À la suite des bizutages perpétrés lors de soirées organisées par des étudiants de la faculté de médecine de l’Université de Tours, seize étudiants sont sanctionnés par des exclusions de l’établissement qui vont de six mois à deux ans.
Ces sanctions sévères font suite à des actes de bizutage et à des violences sexistes observés dans des événements étudiants. L’Université de Tours, déjà engagée dans la lutte contre de telles pratiques, a pris des décisions strictes.

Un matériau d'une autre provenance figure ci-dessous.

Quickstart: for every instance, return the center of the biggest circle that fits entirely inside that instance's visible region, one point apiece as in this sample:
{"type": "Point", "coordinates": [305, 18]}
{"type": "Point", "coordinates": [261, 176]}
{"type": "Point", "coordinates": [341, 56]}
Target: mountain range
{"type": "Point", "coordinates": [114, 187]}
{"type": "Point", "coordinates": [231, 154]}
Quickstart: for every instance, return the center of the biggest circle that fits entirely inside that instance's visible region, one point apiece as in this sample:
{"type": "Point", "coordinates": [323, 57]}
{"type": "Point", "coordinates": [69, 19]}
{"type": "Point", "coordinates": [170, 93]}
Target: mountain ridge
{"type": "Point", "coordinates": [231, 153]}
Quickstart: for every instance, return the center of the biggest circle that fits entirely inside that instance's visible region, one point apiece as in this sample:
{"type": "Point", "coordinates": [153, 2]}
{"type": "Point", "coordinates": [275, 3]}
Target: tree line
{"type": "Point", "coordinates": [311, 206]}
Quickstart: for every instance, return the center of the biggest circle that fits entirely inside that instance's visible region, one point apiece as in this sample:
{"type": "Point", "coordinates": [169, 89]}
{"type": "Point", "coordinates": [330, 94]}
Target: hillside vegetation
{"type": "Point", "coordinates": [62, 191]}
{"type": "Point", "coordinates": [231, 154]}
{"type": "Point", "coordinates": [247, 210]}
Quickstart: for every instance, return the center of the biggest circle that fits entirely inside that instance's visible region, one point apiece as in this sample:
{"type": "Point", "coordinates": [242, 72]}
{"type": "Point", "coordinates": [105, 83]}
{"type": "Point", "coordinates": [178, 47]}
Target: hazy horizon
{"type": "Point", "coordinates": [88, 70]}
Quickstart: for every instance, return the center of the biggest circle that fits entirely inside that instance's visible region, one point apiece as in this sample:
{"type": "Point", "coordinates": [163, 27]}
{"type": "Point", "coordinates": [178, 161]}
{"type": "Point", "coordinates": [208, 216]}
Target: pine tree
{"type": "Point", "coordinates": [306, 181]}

Le rapport de l’Inspection générale de l’éducation, du sport et de la recherche (IGÉSR), rendu le 21 mars 2025, a mis en lumière des comportements inacceptables, notamment à travers une banderole sexiste affichée durant des soirées. La direction universitaire a réagi en établissant un plan d'action comprenant vingt-sept mesures pour renforcer les valeurs d'éthique au sein de l'établissement.
Le 24 mars, le président Philippe Roingeard a rapidement présenté ce plan fondé sur une politique de tolérance zéro face au bizutage et aux violences sexistes. Des mesures, telles qu’une commission d’enquête administrative et l'activation immédiate de la section disciplinaire, ont été mises en place pour traiter les incidents.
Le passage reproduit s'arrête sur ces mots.